Bobcat's goal: Take down Brutus Buckeye
COLUMBUS, Ohio—Turns out, the Bobcat had it in for the Buckeye all along.
"It was actually my whole plan to tackle Brutus when I tried out to be mascot," said Brandon Hanning, formerly known as Ohio University's Rufus Bobcat. "I tried out about a year ago, and the whole reason I tried out was so I could come up here to Ohio State and tackle Brutus."
And that's what he did Saturday, wrestling unsuspecting Brutus to the ground before 105,075 screaming college football fans at Ohio Stadium. Ohio State got even in the end, trampling the visiting team, 43-7.
The tussle led to an apology from Ohio University on Monday and the 19-year-old Hanning is banned from further affiliation with the school's athletics department. Actually, he's not even a student there anymore; he now attends nearby Hocking College.
Hanning, of Meigs County in southeast Ohio, not far from Ohio University's campus in Athens, suited up about 15 minutes before the Bobcats faced Ohio State, went on the field near the OU cheerleaders and waited for his chance.

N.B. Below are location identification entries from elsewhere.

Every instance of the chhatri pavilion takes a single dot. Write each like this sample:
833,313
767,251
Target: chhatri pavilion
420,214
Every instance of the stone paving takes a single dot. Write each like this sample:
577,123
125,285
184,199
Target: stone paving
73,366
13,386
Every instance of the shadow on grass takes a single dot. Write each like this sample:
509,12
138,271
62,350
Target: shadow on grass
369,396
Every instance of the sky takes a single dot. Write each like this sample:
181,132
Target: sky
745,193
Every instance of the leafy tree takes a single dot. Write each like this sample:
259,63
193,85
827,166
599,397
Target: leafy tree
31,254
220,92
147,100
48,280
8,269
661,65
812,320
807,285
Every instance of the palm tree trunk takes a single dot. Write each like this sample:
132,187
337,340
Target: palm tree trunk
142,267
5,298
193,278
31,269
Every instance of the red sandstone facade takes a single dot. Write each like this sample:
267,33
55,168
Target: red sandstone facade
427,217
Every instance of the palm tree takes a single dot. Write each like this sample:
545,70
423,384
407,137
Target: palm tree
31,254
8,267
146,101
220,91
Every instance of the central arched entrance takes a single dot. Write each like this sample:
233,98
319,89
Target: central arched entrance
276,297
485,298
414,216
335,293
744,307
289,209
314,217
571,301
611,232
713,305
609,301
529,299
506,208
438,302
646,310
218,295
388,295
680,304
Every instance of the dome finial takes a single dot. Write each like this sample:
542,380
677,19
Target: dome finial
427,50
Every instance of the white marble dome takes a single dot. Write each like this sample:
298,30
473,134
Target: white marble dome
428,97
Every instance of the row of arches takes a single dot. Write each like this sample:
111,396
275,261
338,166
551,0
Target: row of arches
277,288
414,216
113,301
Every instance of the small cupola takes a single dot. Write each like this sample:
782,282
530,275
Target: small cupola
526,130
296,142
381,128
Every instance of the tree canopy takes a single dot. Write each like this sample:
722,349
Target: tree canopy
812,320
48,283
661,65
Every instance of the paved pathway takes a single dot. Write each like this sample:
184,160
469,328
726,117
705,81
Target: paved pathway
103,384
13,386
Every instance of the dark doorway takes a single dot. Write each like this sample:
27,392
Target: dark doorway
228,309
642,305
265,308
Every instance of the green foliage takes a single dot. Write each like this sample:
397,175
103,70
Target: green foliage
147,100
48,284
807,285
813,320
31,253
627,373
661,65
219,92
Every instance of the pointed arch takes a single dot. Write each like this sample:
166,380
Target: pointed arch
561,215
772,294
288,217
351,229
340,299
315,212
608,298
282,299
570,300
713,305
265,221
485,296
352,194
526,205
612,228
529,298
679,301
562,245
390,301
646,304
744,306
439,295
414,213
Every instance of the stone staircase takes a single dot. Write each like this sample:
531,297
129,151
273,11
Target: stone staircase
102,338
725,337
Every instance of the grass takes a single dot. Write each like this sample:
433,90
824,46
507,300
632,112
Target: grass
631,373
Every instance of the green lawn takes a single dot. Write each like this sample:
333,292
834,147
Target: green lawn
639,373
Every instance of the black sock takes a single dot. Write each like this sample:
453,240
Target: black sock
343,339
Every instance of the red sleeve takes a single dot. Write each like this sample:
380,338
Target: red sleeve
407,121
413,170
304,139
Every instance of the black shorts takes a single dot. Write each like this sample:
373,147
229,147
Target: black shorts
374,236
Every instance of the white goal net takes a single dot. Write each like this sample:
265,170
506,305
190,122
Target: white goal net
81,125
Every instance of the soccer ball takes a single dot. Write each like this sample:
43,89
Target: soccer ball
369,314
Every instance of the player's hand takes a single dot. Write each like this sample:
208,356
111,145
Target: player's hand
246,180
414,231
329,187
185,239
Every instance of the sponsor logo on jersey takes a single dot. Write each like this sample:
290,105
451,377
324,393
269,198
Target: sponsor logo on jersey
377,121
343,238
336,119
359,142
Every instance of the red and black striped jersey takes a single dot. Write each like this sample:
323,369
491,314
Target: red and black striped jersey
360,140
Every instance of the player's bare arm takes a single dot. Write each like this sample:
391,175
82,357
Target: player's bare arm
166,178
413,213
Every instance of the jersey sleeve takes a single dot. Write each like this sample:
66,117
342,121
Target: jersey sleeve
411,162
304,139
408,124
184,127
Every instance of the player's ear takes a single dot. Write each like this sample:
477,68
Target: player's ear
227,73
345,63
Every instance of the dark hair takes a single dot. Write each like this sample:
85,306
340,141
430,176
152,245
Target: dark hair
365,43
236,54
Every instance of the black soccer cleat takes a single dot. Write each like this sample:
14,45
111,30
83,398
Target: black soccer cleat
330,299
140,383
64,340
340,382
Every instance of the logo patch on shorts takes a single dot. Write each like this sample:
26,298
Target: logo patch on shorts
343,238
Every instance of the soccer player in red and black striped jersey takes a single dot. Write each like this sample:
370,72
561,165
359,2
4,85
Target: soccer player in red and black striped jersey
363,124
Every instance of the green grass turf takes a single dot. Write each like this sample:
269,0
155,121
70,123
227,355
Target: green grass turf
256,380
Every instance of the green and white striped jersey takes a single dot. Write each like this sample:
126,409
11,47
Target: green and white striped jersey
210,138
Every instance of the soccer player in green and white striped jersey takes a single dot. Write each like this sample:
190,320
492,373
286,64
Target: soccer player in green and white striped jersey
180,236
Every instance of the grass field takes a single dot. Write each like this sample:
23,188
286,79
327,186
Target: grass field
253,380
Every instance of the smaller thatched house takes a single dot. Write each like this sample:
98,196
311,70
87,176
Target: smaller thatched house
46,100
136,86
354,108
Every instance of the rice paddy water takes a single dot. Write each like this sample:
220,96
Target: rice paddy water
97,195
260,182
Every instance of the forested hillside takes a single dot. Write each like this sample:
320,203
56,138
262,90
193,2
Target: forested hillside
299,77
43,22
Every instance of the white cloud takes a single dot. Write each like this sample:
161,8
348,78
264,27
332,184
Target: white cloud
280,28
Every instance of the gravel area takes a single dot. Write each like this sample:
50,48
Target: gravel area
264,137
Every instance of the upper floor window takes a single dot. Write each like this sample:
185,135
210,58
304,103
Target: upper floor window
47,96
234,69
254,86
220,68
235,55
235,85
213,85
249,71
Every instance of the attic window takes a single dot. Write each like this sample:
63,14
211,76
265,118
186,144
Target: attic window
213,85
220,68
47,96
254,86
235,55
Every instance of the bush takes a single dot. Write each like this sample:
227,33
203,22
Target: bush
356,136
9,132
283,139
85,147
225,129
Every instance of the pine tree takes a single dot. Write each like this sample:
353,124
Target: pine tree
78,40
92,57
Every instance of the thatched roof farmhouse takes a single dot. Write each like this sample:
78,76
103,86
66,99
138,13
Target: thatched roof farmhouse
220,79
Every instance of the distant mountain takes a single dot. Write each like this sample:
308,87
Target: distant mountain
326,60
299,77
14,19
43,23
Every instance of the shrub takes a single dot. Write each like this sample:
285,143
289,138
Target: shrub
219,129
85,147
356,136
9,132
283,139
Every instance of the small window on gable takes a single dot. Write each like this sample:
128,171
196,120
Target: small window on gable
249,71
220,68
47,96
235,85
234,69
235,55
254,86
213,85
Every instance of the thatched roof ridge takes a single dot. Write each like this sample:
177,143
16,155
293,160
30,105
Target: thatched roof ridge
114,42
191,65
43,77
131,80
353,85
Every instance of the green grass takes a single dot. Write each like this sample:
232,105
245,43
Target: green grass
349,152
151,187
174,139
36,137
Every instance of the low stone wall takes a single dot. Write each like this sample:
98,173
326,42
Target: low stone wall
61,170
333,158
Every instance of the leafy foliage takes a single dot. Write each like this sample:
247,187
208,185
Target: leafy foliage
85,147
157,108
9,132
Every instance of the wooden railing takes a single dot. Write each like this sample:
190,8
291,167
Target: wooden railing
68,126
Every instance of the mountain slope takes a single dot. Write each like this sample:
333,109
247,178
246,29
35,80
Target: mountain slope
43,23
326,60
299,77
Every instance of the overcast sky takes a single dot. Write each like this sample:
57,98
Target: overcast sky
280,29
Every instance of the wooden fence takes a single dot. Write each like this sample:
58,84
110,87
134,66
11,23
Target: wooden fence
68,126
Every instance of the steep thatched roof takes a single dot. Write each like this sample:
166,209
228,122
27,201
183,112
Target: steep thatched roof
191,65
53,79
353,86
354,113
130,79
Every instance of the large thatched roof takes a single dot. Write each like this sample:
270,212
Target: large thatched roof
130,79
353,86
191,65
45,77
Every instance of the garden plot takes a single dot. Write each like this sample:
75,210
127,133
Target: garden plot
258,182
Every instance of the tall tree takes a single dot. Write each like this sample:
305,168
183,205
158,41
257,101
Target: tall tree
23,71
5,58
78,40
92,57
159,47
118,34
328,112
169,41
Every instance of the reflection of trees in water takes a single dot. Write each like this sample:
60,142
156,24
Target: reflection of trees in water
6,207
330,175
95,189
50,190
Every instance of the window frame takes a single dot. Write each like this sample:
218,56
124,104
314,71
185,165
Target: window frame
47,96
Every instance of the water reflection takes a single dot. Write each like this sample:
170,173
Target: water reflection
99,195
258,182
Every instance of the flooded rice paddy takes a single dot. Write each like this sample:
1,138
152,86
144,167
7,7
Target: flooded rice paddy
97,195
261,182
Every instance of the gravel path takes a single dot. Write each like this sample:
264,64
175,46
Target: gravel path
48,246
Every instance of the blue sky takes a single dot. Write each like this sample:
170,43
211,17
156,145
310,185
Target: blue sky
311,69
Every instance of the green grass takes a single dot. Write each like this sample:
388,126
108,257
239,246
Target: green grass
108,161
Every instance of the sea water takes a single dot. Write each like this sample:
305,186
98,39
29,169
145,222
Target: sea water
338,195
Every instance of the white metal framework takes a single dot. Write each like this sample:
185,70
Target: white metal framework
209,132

It came as Brutus and an Ohio State cheerleader hoisted an OSU flag, and prepared to lead the Buckeyes players onto the field. With his Bobcat head in place, Hanning ran along the sideline and got in position.
"As soon as they started running onto the field, that's when I went," he said.
The Bobcat sideswiped the Buckeye, who got back to his feet and continued his sprint toward the end zone.
But Rufus, um, Hanning, wasn't done.
He then chased Brutus into the end zone, climbed on his back and rode him to the ground. The two then tussled, with Rufus punching the Buckeye in his oversized head while fans booed.
The Post of Athens was the first to report Hanning's intentions.
Bobcats athletics spokesman Jason Corriher released a statement calling the actions "extremely poor judgment and sportsmanship" and saying that the university regrets the negative effect they may have on the relationship between the two schools.
Bobcats coach Frank Solich summed up it nicely: "Obviously we needed to tackle the guy with the ball, not the mascot."
Hanning said he thinks the reaction to the tackle has been "a little blown out of proportion."
"Either everybody loved it or everybody hated it. It's never been anything in the middle," he said.
"I think I planned it pretty well ... and I definitely would have done it again."
AP College Football Writer Rusty Miller contributed to this report.